Pandas version checks

  • [X] I have checked that this issue has not already been reported.

  • [X] I have confirmed this bug exists on the latest version of pandas.

  • [X] I have confirmed this bug exists on the main branch of pandas.

Reproducible Example

In [1]: df = pd.DataFrame({'a': [1, 2, 3], 'c': ['a', 'b', 'c']}).astype(dtype={'a': 'int64', 'c': 'string'}).set_index('a')
[PYFLYBY] import pandas as pd

In [2]: with pd.option_context("mode.dtype_backend", "pyarrow"):
   ...:     df2 = df.convert_dtypes(infer_objects=False)
   ...:

In [3]: df.info()
<class 'pandas.core.frame.DataFrame'>
Index: 3 entries, 1 to 3
Data columns (total 1 columns):
 #   Column  Non-Null Count  Dtype
---  ------  --------------  -----
 0   c       3 non-null      string
dtypes: string(1)
memory usage: 48.0 bytes

In [4]: df2.info()
<class 'pandas.core.frame.DataFrame'>
Index: 3 entries, 1 to 3
Data columns (total 1 columns):
 #   Column  Non-Null Count  Dtype
---  ------  --------------  -----
 0   c       3 non-null      string[pyarrow]
dtypes: string[pyarrow](1)
memory usage: 39.0 bytes

In [5]: df.index.dtype
Out[5]: dtype('int64')

In [6]: df2.index.dtype
Out[6]: dtype('int64')

In [7]: df2.index._data
Out[7]: array([1, 2, 3])

In [8]: df2.index._data_cls
Out[8]: (numpy.ndarray, pandas.core.arrays.base.ExtensionArray)

Issue Description

Calling convert_dtypes with mode.dtype_backend='pyarrow' doesn't convert the storage of the index.

Expected Behavior

I think I expect to see that the index is also stored in the extension array type:

In [1]: df = pd.DataFrame({'a': [1, 2, 3], 'c': ['a', 'b', 'c']}).astype(dtype={'a': 'int64', 'c': 'string'}).set_index('a')
[PYFLYBY] import pandas as pd

In [2]: with pd.option_context("mode.dtype_backend", "pyarrow"):
   ...:     df3 = df.reset_index().convert_dtypes(infer_objects=False).set_index('a')
   ...:

In [3]: df3.index
Out[3]: Index([1, 2, 3], dtype='int64[pyarrow]', name='a')

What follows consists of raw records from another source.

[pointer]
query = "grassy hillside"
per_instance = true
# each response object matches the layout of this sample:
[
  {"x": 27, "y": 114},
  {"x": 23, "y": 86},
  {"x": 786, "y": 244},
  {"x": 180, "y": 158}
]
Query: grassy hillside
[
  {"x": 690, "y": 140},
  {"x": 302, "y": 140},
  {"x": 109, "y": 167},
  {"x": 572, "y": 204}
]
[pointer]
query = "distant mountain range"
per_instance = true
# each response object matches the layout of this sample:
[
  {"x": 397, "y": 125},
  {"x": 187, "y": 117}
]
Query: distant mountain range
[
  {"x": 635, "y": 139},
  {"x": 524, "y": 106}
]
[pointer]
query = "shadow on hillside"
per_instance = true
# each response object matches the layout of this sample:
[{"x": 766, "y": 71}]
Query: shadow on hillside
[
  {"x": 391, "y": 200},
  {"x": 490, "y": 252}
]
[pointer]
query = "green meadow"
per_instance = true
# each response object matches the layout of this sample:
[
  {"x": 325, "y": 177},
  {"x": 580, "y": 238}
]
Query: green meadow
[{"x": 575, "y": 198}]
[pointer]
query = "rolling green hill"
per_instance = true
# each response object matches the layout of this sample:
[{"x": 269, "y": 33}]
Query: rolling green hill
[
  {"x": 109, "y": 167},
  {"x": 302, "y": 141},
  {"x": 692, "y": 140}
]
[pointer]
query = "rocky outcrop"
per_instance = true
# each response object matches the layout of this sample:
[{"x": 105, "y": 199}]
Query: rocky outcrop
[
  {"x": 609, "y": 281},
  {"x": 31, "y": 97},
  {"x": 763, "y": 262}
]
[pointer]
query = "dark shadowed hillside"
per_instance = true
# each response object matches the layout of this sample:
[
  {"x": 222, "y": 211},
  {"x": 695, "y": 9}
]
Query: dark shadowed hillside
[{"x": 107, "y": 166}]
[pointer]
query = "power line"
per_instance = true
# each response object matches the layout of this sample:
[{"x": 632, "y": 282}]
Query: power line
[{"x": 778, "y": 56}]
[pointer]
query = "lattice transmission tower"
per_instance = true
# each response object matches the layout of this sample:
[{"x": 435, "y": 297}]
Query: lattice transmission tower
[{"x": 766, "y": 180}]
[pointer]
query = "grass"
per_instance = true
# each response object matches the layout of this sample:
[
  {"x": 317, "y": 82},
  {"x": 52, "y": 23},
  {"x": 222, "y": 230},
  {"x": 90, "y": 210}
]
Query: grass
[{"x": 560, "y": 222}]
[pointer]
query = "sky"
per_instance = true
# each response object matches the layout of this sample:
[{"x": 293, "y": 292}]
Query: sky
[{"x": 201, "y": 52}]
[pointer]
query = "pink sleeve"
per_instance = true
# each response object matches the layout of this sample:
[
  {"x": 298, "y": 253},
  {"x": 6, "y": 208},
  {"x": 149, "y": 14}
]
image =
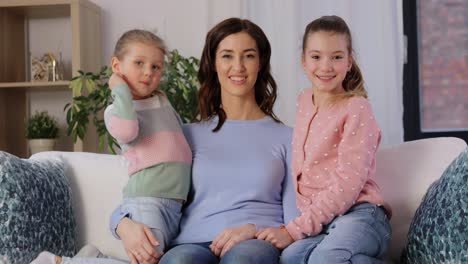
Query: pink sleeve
[
  {"x": 124, "y": 130},
  {"x": 356, "y": 161}
]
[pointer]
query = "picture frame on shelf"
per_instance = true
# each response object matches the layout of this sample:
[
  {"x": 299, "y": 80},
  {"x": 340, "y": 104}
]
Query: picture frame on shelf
[{"x": 48, "y": 68}]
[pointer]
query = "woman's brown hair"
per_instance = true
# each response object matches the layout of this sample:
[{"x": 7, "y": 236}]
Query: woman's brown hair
[{"x": 209, "y": 95}]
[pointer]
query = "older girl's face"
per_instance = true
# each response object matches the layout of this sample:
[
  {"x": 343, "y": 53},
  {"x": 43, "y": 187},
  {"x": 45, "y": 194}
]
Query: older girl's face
[
  {"x": 326, "y": 61},
  {"x": 237, "y": 64}
]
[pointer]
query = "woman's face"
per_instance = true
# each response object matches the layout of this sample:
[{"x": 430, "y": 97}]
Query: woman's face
[{"x": 237, "y": 64}]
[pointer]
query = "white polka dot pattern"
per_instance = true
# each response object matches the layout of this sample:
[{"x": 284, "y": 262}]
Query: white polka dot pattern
[{"x": 335, "y": 173}]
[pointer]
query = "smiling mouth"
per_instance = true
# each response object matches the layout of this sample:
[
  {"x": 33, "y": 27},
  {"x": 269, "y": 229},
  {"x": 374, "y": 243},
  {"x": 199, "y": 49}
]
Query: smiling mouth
[
  {"x": 237, "y": 79},
  {"x": 325, "y": 78}
]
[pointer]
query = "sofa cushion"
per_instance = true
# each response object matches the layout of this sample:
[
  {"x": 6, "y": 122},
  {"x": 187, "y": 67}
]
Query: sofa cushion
[
  {"x": 439, "y": 228},
  {"x": 35, "y": 209}
]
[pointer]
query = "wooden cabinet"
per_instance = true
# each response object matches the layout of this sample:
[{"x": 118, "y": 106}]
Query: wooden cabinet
[{"x": 15, "y": 82}]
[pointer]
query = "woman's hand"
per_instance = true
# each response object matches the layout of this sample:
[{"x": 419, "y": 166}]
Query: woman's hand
[
  {"x": 230, "y": 237},
  {"x": 116, "y": 79},
  {"x": 139, "y": 242},
  {"x": 278, "y": 237}
]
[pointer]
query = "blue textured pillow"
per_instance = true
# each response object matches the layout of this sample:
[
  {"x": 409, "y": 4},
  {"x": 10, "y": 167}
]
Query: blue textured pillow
[
  {"x": 439, "y": 230},
  {"x": 35, "y": 209}
]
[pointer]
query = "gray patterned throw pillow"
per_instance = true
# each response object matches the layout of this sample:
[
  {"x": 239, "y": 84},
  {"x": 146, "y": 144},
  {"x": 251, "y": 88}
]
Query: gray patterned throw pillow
[
  {"x": 439, "y": 230},
  {"x": 35, "y": 209}
]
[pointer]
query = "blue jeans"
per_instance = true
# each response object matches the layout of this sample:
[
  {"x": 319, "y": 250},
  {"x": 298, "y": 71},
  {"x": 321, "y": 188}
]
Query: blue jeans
[
  {"x": 251, "y": 251},
  {"x": 161, "y": 215},
  {"x": 362, "y": 236}
]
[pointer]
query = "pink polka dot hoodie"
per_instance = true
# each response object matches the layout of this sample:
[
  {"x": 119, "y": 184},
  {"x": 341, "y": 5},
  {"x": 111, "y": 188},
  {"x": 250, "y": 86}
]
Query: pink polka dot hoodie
[{"x": 333, "y": 161}]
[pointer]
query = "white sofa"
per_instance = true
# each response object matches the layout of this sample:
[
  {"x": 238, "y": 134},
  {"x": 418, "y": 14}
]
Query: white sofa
[{"x": 404, "y": 172}]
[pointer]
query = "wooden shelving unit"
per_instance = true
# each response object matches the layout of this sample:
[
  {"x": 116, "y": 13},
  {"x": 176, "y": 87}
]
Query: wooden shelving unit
[{"x": 85, "y": 20}]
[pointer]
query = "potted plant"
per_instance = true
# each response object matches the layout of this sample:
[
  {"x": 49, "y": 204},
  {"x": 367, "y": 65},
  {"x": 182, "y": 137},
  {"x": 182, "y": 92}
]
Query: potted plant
[
  {"x": 41, "y": 132},
  {"x": 91, "y": 95}
]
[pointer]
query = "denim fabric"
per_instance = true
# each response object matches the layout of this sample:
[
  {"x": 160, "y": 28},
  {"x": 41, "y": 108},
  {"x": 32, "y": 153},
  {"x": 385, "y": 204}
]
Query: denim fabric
[
  {"x": 362, "y": 235},
  {"x": 162, "y": 215},
  {"x": 251, "y": 251}
]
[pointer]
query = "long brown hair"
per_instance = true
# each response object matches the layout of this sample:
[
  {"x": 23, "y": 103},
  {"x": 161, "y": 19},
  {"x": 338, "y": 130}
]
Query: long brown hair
[
  {"x": 209, "y": 95},
  {"x": 353, "y": 83}
]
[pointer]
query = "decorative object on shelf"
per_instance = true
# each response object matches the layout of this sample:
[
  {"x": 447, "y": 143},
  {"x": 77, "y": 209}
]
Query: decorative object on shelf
[
  {"x": 41, "y": 132},
  {"x": 47, "y": 68},
  {"x": 91, "y": 95}
]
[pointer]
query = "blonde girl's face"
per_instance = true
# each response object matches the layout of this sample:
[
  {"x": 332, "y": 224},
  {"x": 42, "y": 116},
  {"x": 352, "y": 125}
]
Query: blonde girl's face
[
  {"x": 237, "y": 64},
  {"x": 141, "y": 67},
  {"x": 326, "y": 60}
]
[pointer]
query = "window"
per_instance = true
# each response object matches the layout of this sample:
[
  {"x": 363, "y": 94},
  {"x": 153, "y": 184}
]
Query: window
[{"x": 435, "y": 82}]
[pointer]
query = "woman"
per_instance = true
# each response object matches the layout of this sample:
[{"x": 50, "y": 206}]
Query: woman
[{"x": 241, "y": 153}]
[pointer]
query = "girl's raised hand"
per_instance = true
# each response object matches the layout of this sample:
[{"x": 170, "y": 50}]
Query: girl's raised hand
[
  {"x": 139, "y": 242},
  {"x": 231, "y": 237},
  {"x": 278, "y": 237}
]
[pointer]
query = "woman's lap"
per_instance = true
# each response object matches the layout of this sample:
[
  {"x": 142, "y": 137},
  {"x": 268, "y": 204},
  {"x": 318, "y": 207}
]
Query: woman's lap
[{"x": 249, "y": 251}]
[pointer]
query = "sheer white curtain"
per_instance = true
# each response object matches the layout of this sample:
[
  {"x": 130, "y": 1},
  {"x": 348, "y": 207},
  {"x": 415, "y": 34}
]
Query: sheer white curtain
[{"x": 377, "y": 29}]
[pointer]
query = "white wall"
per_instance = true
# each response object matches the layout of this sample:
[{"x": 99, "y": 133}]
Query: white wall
[{"x": 184, "y": 24}]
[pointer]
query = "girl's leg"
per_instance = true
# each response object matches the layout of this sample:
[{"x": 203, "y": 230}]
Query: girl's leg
[
  {"x": 189, "y": 254},
  {"x": 253, "y": 251},
  {"x": 299, "y": 251},
  {"x": 360, "y": 236},
  {"x": 66, "y": 260}
]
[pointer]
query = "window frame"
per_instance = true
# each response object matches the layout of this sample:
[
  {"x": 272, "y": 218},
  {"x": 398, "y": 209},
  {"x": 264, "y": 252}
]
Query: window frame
[{"x": 411, "y": 96}]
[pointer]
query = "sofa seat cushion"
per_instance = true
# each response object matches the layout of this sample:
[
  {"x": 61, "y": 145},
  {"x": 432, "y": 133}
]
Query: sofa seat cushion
[
  {"x": 35, "y": 209},
  {"x": 439, "y": 230}
]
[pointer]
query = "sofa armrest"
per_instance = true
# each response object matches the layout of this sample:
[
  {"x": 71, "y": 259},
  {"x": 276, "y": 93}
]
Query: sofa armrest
[
  {"x": 97, "y": 181},
  {"x": 405, "y": 172}
]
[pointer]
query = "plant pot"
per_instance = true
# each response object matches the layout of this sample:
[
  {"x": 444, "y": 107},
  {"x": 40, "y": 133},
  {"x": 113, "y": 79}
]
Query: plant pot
[{"x": 42, "y": 144}]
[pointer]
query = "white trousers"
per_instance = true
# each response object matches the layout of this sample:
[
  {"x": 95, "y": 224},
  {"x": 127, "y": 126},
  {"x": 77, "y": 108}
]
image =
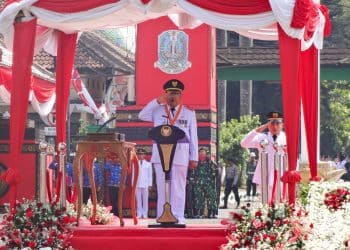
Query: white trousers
[
  {"x": 177, "y": 190},
  {"x": 142, "y": 202}
]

In [4]: df3.index._data_cls
Out[4]: (numpy.ndarray, pandas.core.arrays.base.ExtensionArray)

I've made a few bug reports today about expected behavior with mode.dtype_backend='pyarrow' since we're hoping to switch to that flag by default when Pandas 2.0 ships, but let me know if these are unwelcome or a distraction.

Installed Versions

INSTALLED VERSIONS ------------------ commit : 6bb8f73e75bb5d25ca752f34f54705cdc533da54 python : 3.10.4.final.0 python-bits : 64 OS : Linux OS-release : 5.15.90.1-microsoft-standard-WSL2 Version : #1 SMP Fri Jan 27 02:56:13 UTC 2023 machine : x86_64 processor : x86_64 byteorder : little LC_ALL : None LANG : C.UTF-8 LOCALE : en_US.UTF-8 pandas : 2.1.0.dev0+93.g6bb8f73e75 numpy : 1.23.3 pytz : 2022.2.1 dateutil : 2.8.2 setuptools : 58.1.0 pip : 22.3 Cython : 0.29.32 pytest : 7.1.3 hypothesis : None sphinx : None blosc : None feather : None xlsxwriter : None lxml.etree : 4.9.1 html5lib : None pymysql : None psycopg2 : None jinja2 : 3.1.2 IPython : 8.5.0 pandas_datareader: 0.10.0 bs4 : 4.11.1 bottleneck : 1.3.6 brotli : None fastparquet : 0.8.3 fsspec : 2022.8.2 gcsfs : None matplotlib : 3.5.3 numba : 0.56.4 numexpr : 2.8.4 odfpy : None openpyxl : 3.0.10 pandas_gbq : None pyarrow : 9.0.0 pyreadstat : None pyxlsb : None s3fs : 2022.8.2 scipy : 1.9.1 snappy : None sqlalchemy : 1.4.41 tables : 3.8.0 tabulate : None xarray : 2023.2.0 xlrd : 2.0.1 zstandard : 0.18.0 tzdata : None qtpy : 2.3.0 pyqt5 : None

Comment From: phofl

Hi, your reports are very welcome. This helps us a lot!

The current behavior is consistent with the pandas backend, this gives us "int64" as well instead of "Int64". We could add another option to convert the index as well maybe?

cc @mroeschke

Comment From: mroeschke

Yeah the docs state that

Convert columns to best possible dtypes using dtypes supporting pd.NA.

Maybe Index should have a convert_dtypes method instead. We don't really have methods that operate on the values and the index at once.

Comment From: Rylie-W

Take

Comment From: phofl

Please wait until we decided on what to do here